DOJ Renews Request for SCOTUS to Stay Social Media Injunction ‘in Its Entirety’
The “intended effect” is “unclear” of the 5th Circuit U.S. Court of Appeals’ surprise order Tuesday rescinding its previous day’s grant of panel rehearing to the Republican attorneys general of Louisiana and Missouri for widening the social-media injunction’s scope against federal officials (see 2309260056), said DOJ. It filed a supplemental memorandum Tuesday (docket 23A243) in support of its emergency application at the U.S. Supreme Court for a full stay of the injunction, pending resolution of SCOTUS review.
The 5th Circuit order also recalled its Sept. 11 mandate, which had cleared the government to apply to SCOTUS for a full stay of the injunction. The order gave the government until noon Thursday, time zone unspecified, to respond to the plaintiffs’ petition for rehearing. The U.S. District Court for the Western Louisiana’s July 4 injunction will remain stayed pending resolution of the AGs’ petition for panel rehearing, said the order.
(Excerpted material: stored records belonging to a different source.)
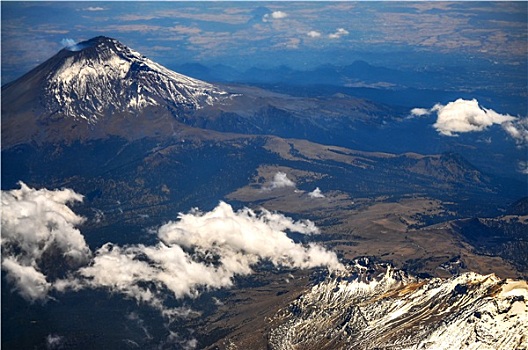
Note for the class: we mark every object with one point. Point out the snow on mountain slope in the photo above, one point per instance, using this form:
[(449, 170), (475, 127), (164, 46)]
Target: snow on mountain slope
[(101, 73), (392, 310)]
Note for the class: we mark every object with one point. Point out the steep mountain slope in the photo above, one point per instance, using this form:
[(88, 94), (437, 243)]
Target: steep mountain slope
[(96, 88), (99, 88), (376, 307), (142, 143)]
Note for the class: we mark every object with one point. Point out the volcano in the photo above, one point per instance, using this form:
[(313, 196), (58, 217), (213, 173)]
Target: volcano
[(141, 144), (99, 81)]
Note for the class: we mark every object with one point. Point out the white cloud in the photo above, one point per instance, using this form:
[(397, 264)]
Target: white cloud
[(198, 251), (314, 34), (224, 243), (316, 193), (463, 116), (279, 14), (338, 33), (36, 223), (274, 15)]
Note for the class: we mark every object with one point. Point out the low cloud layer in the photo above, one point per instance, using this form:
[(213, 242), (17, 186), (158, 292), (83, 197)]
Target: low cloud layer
[(274, 15), (463, 116), (199, 251), (36, 224), (338, 33)]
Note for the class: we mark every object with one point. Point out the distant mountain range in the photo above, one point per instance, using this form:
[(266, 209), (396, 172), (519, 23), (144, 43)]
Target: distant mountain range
[(142, 143)]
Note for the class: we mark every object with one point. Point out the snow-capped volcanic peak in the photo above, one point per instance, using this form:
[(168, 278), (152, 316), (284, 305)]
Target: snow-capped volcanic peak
[(398, 311), (102, 73)]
To the extent that the 5th Circuit order “contemplated further proceedings” culminating in the issuance of a modified opinion and judgment, it didn’t specify “what form those proceedings would take or when a modified judgment would issue,” said the government’s supplemental memorandum. It also didn’t “withdraw its original judgment or reinstate its stay of the injunction in the meantime,” it said.
To the extent the 5th Circuit “instead intended to summarily grant the relief” the GOP AG respondents requested in their rehearing petition, “it neither explained why that relief was warranted nor specified precisely what form the modified injunction would take,” said the government’s supplemental memorandum. “That would be no small issue,” it said. The rehearing petition “sought to extend the injunction to hundreds of thousands of additional government employees associated with two additional groups of defendants,” it said.
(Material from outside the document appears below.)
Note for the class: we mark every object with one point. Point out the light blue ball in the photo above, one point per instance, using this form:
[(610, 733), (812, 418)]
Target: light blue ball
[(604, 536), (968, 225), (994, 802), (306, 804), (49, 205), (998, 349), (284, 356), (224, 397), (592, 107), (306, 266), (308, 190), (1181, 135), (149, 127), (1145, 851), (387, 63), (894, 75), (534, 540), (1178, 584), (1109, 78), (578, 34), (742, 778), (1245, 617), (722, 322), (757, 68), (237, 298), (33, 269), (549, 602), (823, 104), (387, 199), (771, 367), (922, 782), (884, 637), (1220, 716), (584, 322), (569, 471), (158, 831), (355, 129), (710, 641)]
If the 5th Circuit’s order purports to extend injunctive relief beyond the scope set forth in its original Sept. 8 decision, “a stay of that additional relief is warranted for the reasons explained” in the government’s Sept. 14 SCOTUS application for an emergency stay, said the government’s memorandum. “Any additional relief would necessarily rest on the same novel and erroneous understanding of the state-action doctrine, and would also suffer from the same Article III and equitable flaws as the portion of the injunction that the court originally affirmed,” it said.
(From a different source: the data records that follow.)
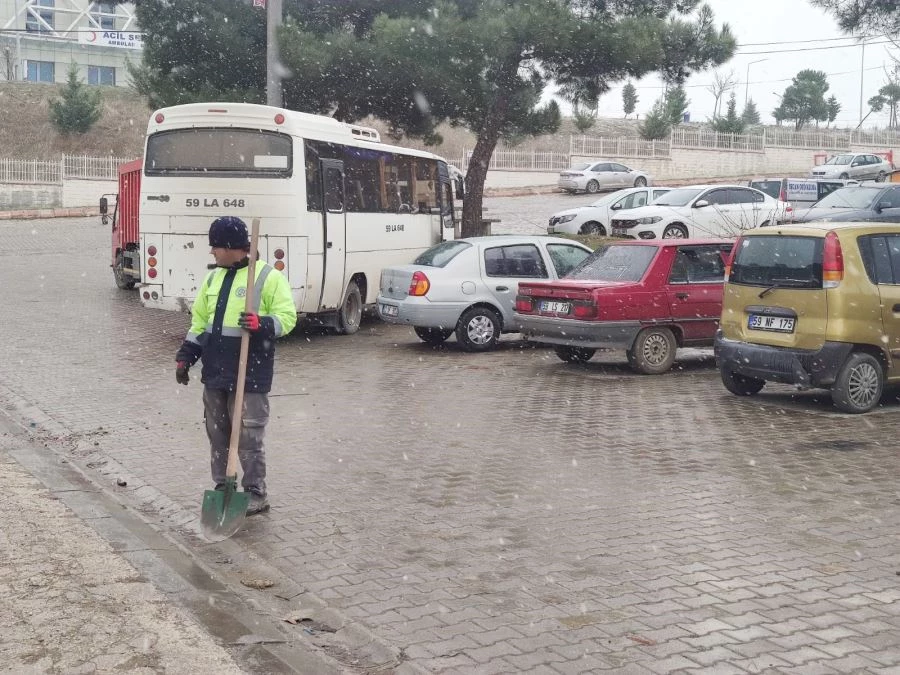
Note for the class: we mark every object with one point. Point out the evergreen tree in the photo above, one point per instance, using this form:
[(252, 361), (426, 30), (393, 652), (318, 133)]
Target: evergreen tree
[(583, 118), (804, 99), (79, 109), (676, 105), (750, 114), (732, 123), (657, 123), (629, 98), (833, 108)]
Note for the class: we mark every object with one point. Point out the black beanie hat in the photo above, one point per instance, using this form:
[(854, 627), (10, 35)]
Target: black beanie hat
[(229, 232)]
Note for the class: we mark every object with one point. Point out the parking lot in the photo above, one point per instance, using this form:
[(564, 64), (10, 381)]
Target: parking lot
[(499, 512)]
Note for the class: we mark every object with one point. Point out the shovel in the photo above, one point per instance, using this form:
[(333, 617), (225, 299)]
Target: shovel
[(224, 511)]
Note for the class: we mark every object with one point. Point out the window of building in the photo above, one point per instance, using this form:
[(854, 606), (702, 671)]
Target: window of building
[(102, 75), (41, 71), (44, 10), (103, 14)]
A stay of any expanded injunction “would also be warranted because of the procedural impropriety of substantially expanding the injunction after issuance of the mandate and without giving the government an opportunity to be heard,” said the government’s supplemental memorandum. Such a stay “is encompassed within the relief requested in the government’s stay application,” plus the administrative stay already issued by Justice Samuel Alito, the Supreme Court’s circuit judge for the 5th Circuit, it said. Before Tuesday’s 5th Circuit order, Alito’s stay was to have expired at 11:59 p.m. EDT Wednesday.
In light of the “unreasoned nature” of the 5th Circuit’s order, and the uncertainty about that order’s intended effect, the government won’t “develop at length” its additional arguments explaining why any expansion of the injunction “would be unwarranted and improper,” said the supplemental memorandum. The government is prepared to submit further briefing on those issues if SCOTUS requests it, DOJ said.
The government previously floated the option that SCOTUS could “construe” the government’s stay application as a cert petition and immediately grant cert along with a stay, said the supplemental memorandum. That course remains available, it said.
The 5th Circuit’s “unexplained grant” of panel rehearing doesn’t purport to modify its prior Sept. 8 judgment, said the supplemental memorandum. The 5th Circuit “lacked authority to modify its judgment without recalling its mandate,” and the issues decided in that judgment “continue to warrant” SCOTUS review, it said. Whether or not SCOTUS grants cert immediately, the government submits that the “irregularity of and additional uncertainty caused” by the 5th Circuit’s Tuesday order “provide powerful additional reasons to stay the district court’s preliminary injunction in its entirety,” DOJ said.